Let’s talk hardware first. A desktop machine for a lawyer or support staff has a sweet spot (maximum cost benefit) in the $400 to $1,000 range. The price for a server in a small office looking for an economical configuration is not much different.
Minimum configuration for a powerful desktop or a minimal server (which will be closer to the $1,000 end of the price range) includes:
• An Intel chip of around 2.8 gigahertz.
• 1 gigabyte of RAM.
• A 160-gigabyte hard drive (large for a client machine, but it should not cost much).
• A rewritable DVD drive.
• A separate CD drive.
You may be able to stay within the upper end of that price range and get a 19-inch flat-screen monitor with no additional charge.
There are always specials, so the key is to be reasonably aggressive replacing your obsolete equipment. Never buy anything you don’t need or aren’t likely to use in a foreseeable time period.
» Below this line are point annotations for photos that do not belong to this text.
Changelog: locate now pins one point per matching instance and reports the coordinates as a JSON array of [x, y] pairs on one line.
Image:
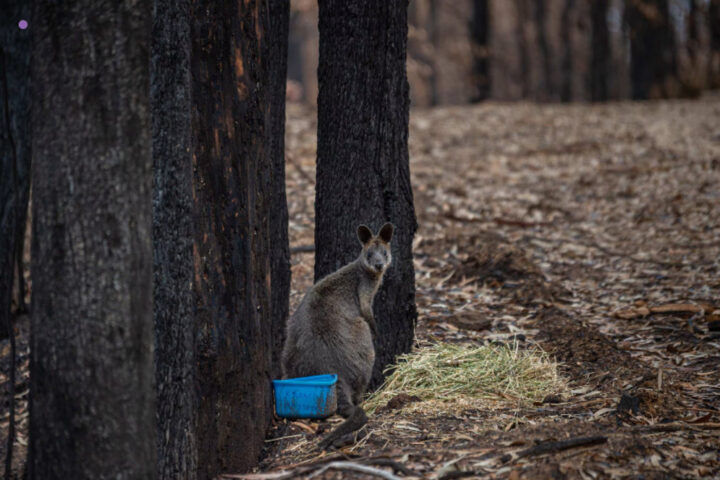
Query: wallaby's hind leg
[[355, 417]]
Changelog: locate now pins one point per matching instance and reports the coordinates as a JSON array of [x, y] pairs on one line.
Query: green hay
[[445, 376]]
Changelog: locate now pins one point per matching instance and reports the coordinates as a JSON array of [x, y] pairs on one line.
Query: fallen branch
[[356, 467], [554, 447], [302, 249], [674, 427], [396, 466]]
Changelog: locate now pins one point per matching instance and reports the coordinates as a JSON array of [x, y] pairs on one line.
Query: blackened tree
[[362, 166], [14, 176], [92, 400], [219, 229]]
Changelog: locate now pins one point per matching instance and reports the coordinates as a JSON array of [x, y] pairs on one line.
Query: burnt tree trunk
[[92, 400], [14, 179], [653, 67], [276, 44], [362, 172], [601, 53], [480, 31], [219, 218]]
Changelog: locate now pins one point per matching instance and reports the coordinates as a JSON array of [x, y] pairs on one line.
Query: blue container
[[306, 397]]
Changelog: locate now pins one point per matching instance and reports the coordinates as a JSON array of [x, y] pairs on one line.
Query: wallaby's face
[[376, 256]]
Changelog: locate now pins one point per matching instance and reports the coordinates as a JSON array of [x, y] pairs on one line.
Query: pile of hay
[[450, 377]]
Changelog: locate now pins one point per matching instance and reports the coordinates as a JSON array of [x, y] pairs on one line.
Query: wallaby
[[332, 329]]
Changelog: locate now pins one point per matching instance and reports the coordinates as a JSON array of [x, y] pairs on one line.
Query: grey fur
[[331, 331]]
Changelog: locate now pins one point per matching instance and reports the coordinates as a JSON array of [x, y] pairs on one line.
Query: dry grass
[[450, 377]]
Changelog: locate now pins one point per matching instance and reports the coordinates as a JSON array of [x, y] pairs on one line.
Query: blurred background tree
[[540, 50]]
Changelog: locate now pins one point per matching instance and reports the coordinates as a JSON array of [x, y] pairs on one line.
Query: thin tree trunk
[[92, 400], [600, 65], [363, 173], [714, 60], [506, 71], [653, 66], [276, 64], [480, 31], [219, 217]]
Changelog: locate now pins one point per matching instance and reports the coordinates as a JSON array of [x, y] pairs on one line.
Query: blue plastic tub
[[306, 397]]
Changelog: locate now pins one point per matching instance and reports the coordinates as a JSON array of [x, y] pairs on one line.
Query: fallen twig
[[396, 466], [553, 447], [357, 467]]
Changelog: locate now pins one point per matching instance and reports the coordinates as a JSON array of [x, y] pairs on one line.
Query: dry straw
[[446, 376]]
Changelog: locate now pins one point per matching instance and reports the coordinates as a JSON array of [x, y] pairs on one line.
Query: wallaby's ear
[[385, 233], [364, 234]]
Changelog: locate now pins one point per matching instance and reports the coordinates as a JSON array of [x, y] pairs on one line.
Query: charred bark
[[92, 399], [219, 217], [276, 61], [363, 173], [14, 151]]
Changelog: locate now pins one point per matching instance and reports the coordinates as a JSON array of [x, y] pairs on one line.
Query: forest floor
[[591, 232]]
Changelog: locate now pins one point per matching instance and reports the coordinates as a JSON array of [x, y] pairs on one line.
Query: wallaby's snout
[[376, 254]]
And try to anticipate what computers to replace before they irretrievably fail. Five years is usually the long term functional survivability of an aggressively configured machine.
Configure the machine online at the seller’s Web site, then get on the telephone to reconfigure it. If you can’t make the computer configuration come out close to the advertised price (with the same features), ask the person on the telephone to assist. And always look at the next incremental improvement to see where the cost jump becomes prohibitive.
Save on Software
Software next: Less is best. Microsoft Office can cost half the price of a cheap computer. And preloaded software may have a nontransferable license for that particular machine. That means that while the machine lives, the program can only be run on that machine, and when the machine dies, the license dies.
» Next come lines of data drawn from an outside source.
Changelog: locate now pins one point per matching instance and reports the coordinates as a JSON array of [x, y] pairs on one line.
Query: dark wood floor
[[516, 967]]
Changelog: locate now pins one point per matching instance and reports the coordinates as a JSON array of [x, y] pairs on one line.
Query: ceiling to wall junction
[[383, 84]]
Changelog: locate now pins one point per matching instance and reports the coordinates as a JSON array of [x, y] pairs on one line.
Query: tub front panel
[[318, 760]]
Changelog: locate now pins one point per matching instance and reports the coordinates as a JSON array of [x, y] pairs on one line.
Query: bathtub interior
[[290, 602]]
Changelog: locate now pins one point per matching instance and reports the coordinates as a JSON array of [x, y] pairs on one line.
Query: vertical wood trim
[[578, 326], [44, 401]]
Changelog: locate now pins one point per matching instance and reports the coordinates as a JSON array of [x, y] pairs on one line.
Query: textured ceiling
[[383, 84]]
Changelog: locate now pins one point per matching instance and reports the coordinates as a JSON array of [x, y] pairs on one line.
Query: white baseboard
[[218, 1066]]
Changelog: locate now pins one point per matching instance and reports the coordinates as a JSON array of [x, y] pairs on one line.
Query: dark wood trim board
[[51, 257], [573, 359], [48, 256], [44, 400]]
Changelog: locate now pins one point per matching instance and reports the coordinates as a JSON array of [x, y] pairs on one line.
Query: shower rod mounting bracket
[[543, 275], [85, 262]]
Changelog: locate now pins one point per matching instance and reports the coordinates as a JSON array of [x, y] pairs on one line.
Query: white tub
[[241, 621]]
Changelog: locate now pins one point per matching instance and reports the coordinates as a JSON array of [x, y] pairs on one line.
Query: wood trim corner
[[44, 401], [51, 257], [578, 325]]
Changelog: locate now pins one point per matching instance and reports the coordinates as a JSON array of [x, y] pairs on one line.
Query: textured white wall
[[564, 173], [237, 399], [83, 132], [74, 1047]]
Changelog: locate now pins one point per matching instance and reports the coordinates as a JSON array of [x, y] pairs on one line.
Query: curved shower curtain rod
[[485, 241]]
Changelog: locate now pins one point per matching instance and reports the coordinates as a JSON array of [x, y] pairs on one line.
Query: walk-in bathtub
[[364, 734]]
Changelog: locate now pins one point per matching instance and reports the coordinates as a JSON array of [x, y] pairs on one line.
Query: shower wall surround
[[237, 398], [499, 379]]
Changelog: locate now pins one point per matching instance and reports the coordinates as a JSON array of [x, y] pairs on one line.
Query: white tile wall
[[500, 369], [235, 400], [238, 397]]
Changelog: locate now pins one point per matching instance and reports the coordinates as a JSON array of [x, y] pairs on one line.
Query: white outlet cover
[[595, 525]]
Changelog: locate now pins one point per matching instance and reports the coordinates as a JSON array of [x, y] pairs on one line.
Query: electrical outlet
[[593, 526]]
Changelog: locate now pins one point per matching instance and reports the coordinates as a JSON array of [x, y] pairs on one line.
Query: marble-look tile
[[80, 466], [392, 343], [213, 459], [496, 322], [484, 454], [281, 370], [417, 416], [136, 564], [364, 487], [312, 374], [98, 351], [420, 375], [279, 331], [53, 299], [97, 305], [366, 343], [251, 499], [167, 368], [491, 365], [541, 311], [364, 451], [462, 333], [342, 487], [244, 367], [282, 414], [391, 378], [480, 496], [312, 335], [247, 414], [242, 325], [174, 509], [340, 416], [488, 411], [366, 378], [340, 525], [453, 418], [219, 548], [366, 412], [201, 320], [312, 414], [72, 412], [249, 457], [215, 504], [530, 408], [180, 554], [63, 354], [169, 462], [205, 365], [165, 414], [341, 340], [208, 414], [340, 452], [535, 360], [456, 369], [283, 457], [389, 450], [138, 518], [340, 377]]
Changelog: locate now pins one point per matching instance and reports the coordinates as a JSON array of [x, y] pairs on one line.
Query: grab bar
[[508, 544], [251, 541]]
You know what your core programs are—probably a word processor (Word or WordPerfect), a spreadsheet (Excel or Lotus 123) and a presentation program (PowerPoint). But you can save a lot by using OpenOffice (Microsoft Office-compatible and free) on at least some of your computers.
Your vendor may try to persuade you that you need Windows XP Professional rather than XP Home for your network to function. Depending on your setup, most small offices can function fine with XP Home clients, for about $60 less per PC.
When you order lots of RAM, a large hard drive and little software, you may be quizzed whether the machine is a client or a server. (Sellers tend to get annoyed if you are buying cheap client machines to function as servers.) You are probably better off if the seller thinks you are buying client machines.
And, when a large hard disk only costs an extra $30 to $60, why shouldn’t a client machine have a large hard disk? This is particularly true as more and more data is scanned and digital video (like taped depositions or taped interviews) becomes more prevalent on desktop machines.
Wouldn’t it be interesting to do a survey of ticket prices paid in a large airplane that has every seat filled on a nonstop flight? Still, we know how to optimize the ticket price, recognizing that if we fly on short notice, we are likely to pay more. We may not be used to different prices for identical computers from the same manufacturer on the same date, depending on how we access the Web site or how the 800 number is handled. But we should get used to that fact.